Multi-Target Tracking with Transferable Convolutional Neural Networks
Damian Owerko, Charilaos I. Kanatsoulis, Jennifer Bondarchuk, Donald J. Bucci, Alejandro Ribeiro
TL;DR
The paper addresses scalable multi-target tracking (MTT) by recasting the problem as image-to-image prediction through 2D target-intensity and measurement-intensity images. It introduces a fully convolutional encoder–decoder CNN trained on small tracking windows and demonstrates transfer to large areas, supported by a theoretical generalization bound. Empirically, the method yields a 29% improvement in OSPA when scaling from 1 km^2 to 25 km^2 and consistently outperforms random finite-set filters (GLMB and LMB) at all scales, while maintaining favorable computational properties. This work offers a scalable, structure-exploiting deep learning solution for MTT with potential applicability to other domains.
Abstract
Multi-target tracking (MTT) is a classical signal processing task, where the goal is to estimate the states of an unknown number of moving targets from noisy sensor measurements. In this paper, we revisit MTT from a deep learning perspective and propose a convolutional neural network (CNN) architecture to tackle it. We represent the target states and sensor measurements as images and recast the problem as an image-to-image prediction task.
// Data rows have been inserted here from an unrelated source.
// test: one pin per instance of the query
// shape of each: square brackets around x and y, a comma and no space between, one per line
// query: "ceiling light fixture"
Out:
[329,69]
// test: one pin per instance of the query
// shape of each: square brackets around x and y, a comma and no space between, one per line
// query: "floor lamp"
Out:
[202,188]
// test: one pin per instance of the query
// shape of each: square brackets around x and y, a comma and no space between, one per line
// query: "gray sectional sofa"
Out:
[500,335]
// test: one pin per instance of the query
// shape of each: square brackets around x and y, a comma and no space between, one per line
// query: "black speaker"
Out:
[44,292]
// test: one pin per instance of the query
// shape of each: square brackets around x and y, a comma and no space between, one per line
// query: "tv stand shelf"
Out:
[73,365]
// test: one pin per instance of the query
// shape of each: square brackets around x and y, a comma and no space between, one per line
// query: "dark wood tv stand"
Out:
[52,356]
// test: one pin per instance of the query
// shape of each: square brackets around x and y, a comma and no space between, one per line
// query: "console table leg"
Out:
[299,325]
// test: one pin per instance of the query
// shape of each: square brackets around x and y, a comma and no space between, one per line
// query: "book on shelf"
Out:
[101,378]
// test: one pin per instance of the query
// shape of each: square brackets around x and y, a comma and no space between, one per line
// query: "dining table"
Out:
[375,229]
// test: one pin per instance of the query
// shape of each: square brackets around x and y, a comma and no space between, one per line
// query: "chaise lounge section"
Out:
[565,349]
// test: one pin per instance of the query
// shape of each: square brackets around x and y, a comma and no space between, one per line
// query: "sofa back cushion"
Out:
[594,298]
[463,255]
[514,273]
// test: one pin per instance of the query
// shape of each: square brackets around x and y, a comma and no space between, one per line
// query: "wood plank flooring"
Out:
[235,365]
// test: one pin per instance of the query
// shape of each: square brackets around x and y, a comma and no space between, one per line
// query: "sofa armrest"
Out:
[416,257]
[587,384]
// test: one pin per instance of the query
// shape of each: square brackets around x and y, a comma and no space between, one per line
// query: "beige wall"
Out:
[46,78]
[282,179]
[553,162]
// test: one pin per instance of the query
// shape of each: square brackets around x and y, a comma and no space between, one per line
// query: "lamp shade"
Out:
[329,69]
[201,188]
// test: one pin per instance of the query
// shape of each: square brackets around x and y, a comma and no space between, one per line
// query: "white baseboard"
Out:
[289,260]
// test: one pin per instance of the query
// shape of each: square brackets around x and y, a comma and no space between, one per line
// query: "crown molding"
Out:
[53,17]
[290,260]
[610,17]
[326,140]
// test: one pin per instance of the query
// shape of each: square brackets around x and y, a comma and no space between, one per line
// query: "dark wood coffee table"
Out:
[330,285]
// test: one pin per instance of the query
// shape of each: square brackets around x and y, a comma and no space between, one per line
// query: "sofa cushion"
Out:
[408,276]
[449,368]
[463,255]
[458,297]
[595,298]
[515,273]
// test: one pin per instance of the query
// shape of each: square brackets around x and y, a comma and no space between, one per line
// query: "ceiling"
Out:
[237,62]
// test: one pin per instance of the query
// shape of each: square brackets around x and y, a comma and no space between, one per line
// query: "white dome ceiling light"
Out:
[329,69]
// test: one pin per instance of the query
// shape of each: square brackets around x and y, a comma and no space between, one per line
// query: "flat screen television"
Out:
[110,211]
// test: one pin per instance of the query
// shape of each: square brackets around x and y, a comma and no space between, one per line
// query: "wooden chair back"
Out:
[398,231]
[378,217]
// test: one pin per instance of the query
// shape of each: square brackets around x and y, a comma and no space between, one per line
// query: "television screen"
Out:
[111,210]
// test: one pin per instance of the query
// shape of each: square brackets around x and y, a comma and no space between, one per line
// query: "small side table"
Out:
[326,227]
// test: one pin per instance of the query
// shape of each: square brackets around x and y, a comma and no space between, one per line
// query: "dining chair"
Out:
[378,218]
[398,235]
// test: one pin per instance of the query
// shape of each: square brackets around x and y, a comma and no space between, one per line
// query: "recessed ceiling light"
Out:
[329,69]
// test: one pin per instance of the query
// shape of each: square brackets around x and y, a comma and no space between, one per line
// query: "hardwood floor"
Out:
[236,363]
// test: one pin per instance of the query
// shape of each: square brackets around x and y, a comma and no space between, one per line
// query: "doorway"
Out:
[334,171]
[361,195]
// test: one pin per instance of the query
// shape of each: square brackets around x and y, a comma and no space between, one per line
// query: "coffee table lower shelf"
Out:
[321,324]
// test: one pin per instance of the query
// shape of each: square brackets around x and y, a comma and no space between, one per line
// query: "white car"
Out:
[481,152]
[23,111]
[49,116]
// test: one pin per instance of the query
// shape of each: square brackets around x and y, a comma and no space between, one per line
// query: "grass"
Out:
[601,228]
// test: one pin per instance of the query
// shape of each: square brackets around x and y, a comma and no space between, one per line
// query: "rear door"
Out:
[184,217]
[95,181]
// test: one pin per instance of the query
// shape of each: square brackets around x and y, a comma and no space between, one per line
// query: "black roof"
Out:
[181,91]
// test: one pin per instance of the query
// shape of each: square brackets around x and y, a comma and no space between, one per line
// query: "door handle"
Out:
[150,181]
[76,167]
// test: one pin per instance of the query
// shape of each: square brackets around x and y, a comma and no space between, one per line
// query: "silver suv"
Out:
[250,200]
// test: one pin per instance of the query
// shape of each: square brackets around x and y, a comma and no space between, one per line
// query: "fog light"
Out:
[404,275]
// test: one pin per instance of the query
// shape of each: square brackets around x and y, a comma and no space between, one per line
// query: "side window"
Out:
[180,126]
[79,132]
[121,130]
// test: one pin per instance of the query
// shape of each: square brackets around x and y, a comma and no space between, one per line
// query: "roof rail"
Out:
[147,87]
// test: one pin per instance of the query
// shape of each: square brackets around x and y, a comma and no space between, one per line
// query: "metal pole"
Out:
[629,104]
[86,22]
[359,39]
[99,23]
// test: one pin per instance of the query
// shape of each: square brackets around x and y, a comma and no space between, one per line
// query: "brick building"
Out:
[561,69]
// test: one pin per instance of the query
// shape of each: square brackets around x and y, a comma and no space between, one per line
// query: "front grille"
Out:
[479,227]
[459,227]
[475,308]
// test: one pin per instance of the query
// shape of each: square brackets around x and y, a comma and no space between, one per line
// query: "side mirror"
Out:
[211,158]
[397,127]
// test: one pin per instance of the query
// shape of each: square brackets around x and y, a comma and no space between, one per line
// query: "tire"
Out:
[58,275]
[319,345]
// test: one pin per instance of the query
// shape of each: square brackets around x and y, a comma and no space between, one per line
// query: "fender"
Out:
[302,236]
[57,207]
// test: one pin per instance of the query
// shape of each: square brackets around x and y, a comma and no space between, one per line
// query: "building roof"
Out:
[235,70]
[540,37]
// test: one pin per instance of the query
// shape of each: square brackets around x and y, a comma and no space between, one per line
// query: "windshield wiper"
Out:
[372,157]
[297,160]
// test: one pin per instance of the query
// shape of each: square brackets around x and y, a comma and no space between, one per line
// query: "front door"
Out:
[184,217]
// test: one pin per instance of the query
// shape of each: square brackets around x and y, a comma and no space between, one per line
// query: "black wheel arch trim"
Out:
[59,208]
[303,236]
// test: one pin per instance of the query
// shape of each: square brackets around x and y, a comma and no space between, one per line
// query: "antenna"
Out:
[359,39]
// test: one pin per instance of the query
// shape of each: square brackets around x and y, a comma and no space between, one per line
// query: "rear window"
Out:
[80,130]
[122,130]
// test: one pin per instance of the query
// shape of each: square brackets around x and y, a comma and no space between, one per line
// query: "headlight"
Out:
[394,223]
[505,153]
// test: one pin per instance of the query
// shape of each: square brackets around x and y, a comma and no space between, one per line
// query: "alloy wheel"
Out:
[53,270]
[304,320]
Then we train a fully convolutional model at small tracking areas and transfer it to much larger areas with numerous targets and sensors. This transfer learning approach enables MTT at a large scale and is also theoretically supported by our novel analysis that bounds the generalization error. In practice, the proposed transferable CNN architecture outperforms random finite set filters on the MTT task with 10 targets and transfers without re-training to a larger MTT task with 250 targets with a 29% performance improvement.